My friend Hannah has been going around talking to people about who they voted for, or at least she has been going around, and people are talking very openly about who they voted for, and who their friends voted for. She says many people said they voted for Hamas because of the polling data, that showed Fatah taking a safe plurality, and they felt they wanted to equalize power. So they thought they would send Fatah a message.

She also explained something that I had seen references to, without understanding what it meant: that Fatah did not unify its slates. For those who don’t know, there were two parallel elections: national and district. People voted for candidates from a national list, and then they voted for a candidate from their district, and placed them in two separate ballot boxes. 66 representatives were elected from each list, for a total of 132. In the national election, Fatah and Hamas (Change and Reform) came out almost equal 28 to 29. But in the districts, Change and Reform took 45 and Fatah 17. The main reason for this, Hannah explained, was that in most districts Fatah had many candidates, and Change and Reform only one. So none of the Fatah candidates won. While I didn’t realize that, Fatah’s leadership certainly did, so the fact that they refused to unify certainly means they deserved to lose.

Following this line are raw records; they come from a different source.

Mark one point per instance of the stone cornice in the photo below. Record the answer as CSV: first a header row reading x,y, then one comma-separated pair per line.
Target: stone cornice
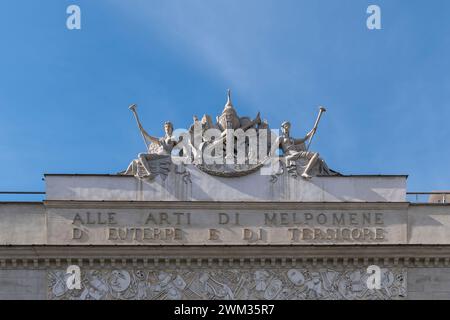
x,y
42,257
228,205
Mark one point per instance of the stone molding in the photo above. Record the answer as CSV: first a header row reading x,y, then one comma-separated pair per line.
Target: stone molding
x,y
207,257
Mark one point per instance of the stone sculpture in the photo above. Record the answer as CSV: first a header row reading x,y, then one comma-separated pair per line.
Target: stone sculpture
x,y
233,146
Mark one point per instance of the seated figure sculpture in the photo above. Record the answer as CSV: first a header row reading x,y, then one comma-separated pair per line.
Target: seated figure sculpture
x,y
294,151
157,159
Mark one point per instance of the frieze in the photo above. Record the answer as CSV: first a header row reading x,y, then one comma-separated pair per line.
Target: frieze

I personally expect, and I don’t say this with any glee at all, Hamas to crash and burn, because, among other things, they are inheriting a government that has already been bankrupted, thanks to Israeli siege, foreign debt, abandonment by its ostensible allies, and a measure of bureaucratic corruption (see my previous blogs on the PA’s financial crisis). So their ability to meet the needs people elected them meet is going to be pretty much curtailed, unless Iran steps in to shore them up, which could do them more harm than good politically. The cynical side of me (some of you might ask, is there another side?) believes that the U.S. and Israeli governments planned this out, to cut Hamas’s knees out from under them before the final carve-out of the pseudo-state is completed. (Israel would be a much better candidate for that planning than the current U.S. government, I have to say.)

But whether they did or didn’t, and whether my predictions are right or wrong, the Palestinian people should be proud of the fact that their clarion call of protest has been heard, loud and clear. If they had done what was expected, and voted for Fatah, the news would have been barely a blip on our internet news services. The US and Israel would have hailed them as marching toward democracy, the US would have taken credit for forcing them into it, and then they would have proceeded to try to muscle them into and through another round of “peace talks” aimed at cementing (literally) the borders that Israel has been busy unilaterally carving out with its bulldozers. Instead, the US regime has had to admit that it does not really believe in democracy, and that is something we have been trying to make them do for years. So for that if nothing else, we must be grateful to the Palestinian people.